National Curriculum Key Stage 2 tests taken by 10- and 11-year-old children in England to assess progress in English and Mathematics do not seem to affect children’s wellbeing, according to new UCL-led research.
The peer-reviewed study, published today in Assessment in Education, analysed data from around 2,500 children who live in England (where the KS2 tests are conducted) and in Northern Ireland, Scotland and Wales (where the tests do not take place) and are all participants of the Millennium Cohort Study (MCS).
The study found there was little difference in the wellbeing and happiness levels reported by the children regardless of where they lived and whether they took the KS2 tests or not. Additionally, among those who did sit the tests, there was no significant change in how they felt about themselves, their school or their family life in the weeks preceding and following the tests.
Study author Professor John Jerrim (UCL Social Research Institute) explained: “There is growing concern about the mental wellbeing of young people, including how this is related to national tests at school. However, the study found that happiness and wellbeing levels among children in England and the rest of the UK were very similar to one another and often overlapped.
“The research also found there was little evidence to changes in wellbeing around the time of Key Stage 2 tests, or that children in England become happier—either in general or about school—once these tests are over. Equally, there was no evidence to show that pupils who were happier or more self-confident in the build-up to the tests achieved higher scores.

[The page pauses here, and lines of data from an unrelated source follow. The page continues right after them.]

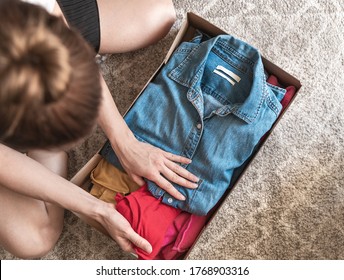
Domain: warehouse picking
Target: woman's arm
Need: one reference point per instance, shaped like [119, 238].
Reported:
[43, 184]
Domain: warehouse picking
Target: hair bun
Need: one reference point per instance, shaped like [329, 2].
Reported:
[40, 64]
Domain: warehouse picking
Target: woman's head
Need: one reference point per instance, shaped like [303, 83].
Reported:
[49, 82]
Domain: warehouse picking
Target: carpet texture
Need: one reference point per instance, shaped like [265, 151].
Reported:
[290, 202]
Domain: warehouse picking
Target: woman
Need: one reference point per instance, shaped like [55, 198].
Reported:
[51, 95]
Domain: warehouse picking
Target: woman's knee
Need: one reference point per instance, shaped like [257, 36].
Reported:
[127, 26]
[34, 244]
[162, 15]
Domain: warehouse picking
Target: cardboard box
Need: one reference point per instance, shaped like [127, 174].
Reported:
[187, 31]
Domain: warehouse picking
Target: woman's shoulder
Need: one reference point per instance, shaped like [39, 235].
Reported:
[47, 4]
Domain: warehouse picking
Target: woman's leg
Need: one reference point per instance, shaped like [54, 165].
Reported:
[130, 25]
[30, 228]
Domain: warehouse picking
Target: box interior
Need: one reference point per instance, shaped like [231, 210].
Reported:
[187, 31]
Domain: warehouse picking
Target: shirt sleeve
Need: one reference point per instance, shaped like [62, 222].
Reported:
[47, 4]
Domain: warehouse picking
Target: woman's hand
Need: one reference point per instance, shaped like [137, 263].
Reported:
[141, 160]
[121, 231]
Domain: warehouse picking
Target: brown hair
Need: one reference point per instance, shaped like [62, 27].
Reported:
[49, 82]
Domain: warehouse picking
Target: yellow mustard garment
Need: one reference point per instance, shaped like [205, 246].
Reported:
[108, 180]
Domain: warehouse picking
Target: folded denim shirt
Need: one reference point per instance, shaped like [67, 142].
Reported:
[210, 103]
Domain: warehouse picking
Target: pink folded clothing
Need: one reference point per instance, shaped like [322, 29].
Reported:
[180, 235]
[148, 217]
[289, 93]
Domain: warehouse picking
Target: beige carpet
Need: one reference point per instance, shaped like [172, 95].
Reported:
[290, 202]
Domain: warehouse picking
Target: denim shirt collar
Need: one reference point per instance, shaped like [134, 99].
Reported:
[190, 71]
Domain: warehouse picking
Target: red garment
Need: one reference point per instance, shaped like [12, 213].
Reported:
[289, 93]
[180, 235]
[148, 217]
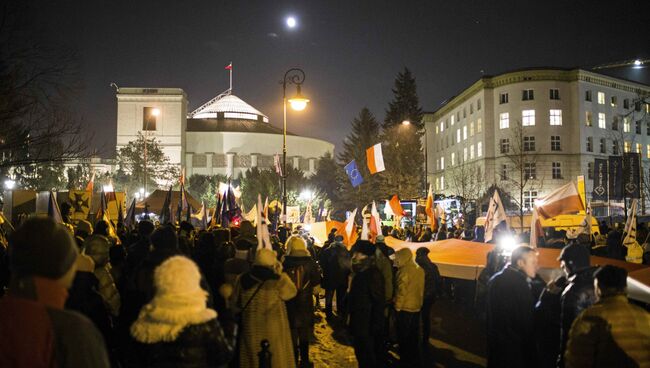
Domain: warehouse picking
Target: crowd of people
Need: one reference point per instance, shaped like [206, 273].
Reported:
[161, 295]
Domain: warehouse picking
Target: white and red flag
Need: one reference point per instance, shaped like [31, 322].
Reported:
[375, 159]
[563, 200]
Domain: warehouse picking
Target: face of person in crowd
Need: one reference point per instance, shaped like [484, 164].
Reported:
[529, 264]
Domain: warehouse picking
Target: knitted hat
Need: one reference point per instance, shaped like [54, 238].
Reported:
[41, 247]
[265, 257]
[296, 247]
[364, 247]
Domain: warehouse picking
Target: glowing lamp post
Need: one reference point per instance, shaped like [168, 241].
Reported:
[298, 102]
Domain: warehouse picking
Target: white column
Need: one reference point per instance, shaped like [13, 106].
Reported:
[188, 164]
[208, 164]
[230, 164]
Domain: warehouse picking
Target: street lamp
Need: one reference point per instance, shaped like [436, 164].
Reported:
[298, 102]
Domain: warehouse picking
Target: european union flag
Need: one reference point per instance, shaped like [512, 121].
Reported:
[353, 173]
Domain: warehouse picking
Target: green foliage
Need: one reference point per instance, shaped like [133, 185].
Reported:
[402, 148]
[130, 173]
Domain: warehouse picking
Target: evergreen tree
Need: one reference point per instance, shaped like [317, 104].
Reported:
[365, 133]
[403, 155]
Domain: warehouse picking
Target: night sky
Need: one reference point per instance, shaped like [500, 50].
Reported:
[351, 51]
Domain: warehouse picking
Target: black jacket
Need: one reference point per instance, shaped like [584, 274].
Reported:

“Taken together, these findings provide an important counter to conventional narratives about how the Key Stage 2 tests can have serious negative impacts upon children’s wellbeing.”
Children were asked a series of questions on how they felt about themselves and their lives in the lead up to and weeks following the Key Stage 2 tests. For example, 24% of school children in England said they felt unhappy about their schoolwork prior to the tests and this figure was 28% for children in the rest of the UK. This figure did not significantly increase or decrease in the weeks prior to and after testing.
The study highlights that Key Stage 2 tests are considered “high-stakes” for schools whose results get published in school league tables. However, they are not necessarily “high-stakes” indicators for pupils. For example, no educational decisions about the secondary school a child will attend or the subjects they might study depend on achieving certain scores in Key Stage 2 tests.
The author notes that as with every study there are limitations. The study uses MCS data from 2012 and although it is unlikely to undermine the key findings, several reforms have been made to national assessments so stronger effects on pupil wellbeing could be found if the importance attached to these tests has increased.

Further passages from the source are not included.